Les émulsifiants alimentaires augmentent le pouvoir pathogène de certaines bactéries et le risque d’inflammation intestinale

L’alimentation jouerait un rôle dans le déclenchement d’inflammations intestinales pouvant aboutir au développement de certaines pathologies, comme la maladie de Crohn. Des chercheurs de l’Inserm, du CNRS et de
Université de Paris ont montré que les émulsifiants alimentaires présents dans de nombreux plats transformés pouvaient avoir un impact délétère sur certaines bactéries spécifiques du microbiote intestinal, conduisant à une inflammation chronique. Leurs résultats sont publiés dans Cell Reports.

La prévalence des maladies inflammatoires chroniques de l’intestin ne cesse d’augmenter
dans tous les pays du monde. Près de 20 millions de personnes seraient concernées.
Caractérisées par l’inflammation de la paroi d’une partie du tube digestif, ces pathologies
regroupent notamment la maladie de Crohn et les rectocolites hémorragiques.
Plusieurs facteurs, à la fois génétiques et environnementaux, ont été mis en cause pour
expliquer l’inflammation de l’intestin associée à ces maladies. Depuis plusieurs années, le
chercheur Inserm Benoît Chassaing et son équipe à l’Institut Cochin (Inserm/CNRS/Université
de Paris) s’intéressent au rôle de l’alimentation et notamment à l’impact de certains additifs
alimentaires comme les émulsifiants.

Largement utilisés par l’industrie agroalimentaire dans de nombreux produits transformés, les
émulsifiants (1) ont pour fonction d'en améliorer la texture et d'en prolonger la durée de
conservation. Par exemple, des émulsifiants comme la lécithine et les polysorbates permettent
de garantir la texture onctueuse des crèmes glacées industrielles et d’éviter qu’elles ne fondent
trop rapidement une fois servies.

Dans différents travaux s’appuyant sur des modèles animaux, les scientifiques ont déjà montré
que la consommation d’émulsifiants alimentaires altérait négativement le microbiote de
manière à favoriser l’inflammation. Par ailleurs, dans des modèles de souris dont le microbiote
était composé d’une faible diversité de bactéries, les chercheurs ont observé que les animaux
étaient protégés contre les effets négatifs de certains émulsifiants.

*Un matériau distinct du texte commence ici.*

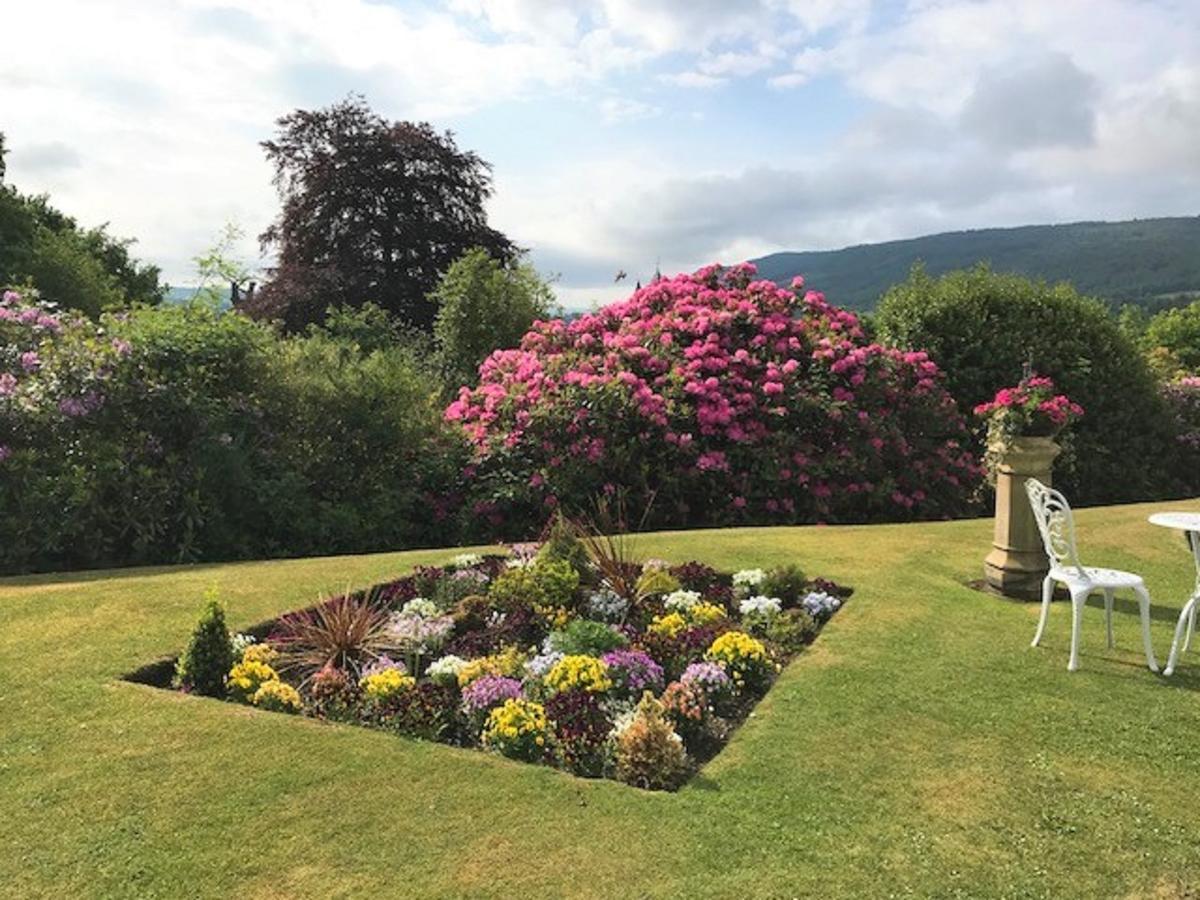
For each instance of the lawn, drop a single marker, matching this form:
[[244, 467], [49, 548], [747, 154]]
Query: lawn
[[921, 747]]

Ils ont donc émis l’hypothèse que les émulsifiants impacteraient seulement certaines bactéries
spécifiques, inoffensives dans des conditions "normales", mais ayant un potentiel pathogène.
C’est seulement en présence d’agents émulsifiants que ces dernières seraient capables de
favoriser le développement d'une inflammation intestinale chronique et de maladies associées.

E. coli comme un modèle

Dans le cadre de leur étude publiée dans Cell Reports, les chercheurs ont cette fois ci travaillé
à partir de deux modèles de souris : l’un sans microbiote et l’autre avec un microbiote simple
comportant seulement 8 espèces de bactérie. Ils les ont colonisés avec une souche de la
bactérie Escherichia coli (les « bactéries AIEC ») associée à la maladie de Crohn.
Les chercheurs se sont intéressés aux effets de deux émulsifiants administrés suite à la
colonisation des souris par les bactéries AIEC. Alors que la seule consommation d’agents
émulsifiants était inoffensive chez ces animaux en l’absence de ces bactéries, ils ont constaté
le développement d'une inflammation intestinale chronique et de dérégulations métaboliques
lorsque ces dernières étaient présentes. Ainsi, le « couple » bactéries AIEC / agent émulsifiant
était nécessaire et suffisant pour induire une inflammation intestinale chronique.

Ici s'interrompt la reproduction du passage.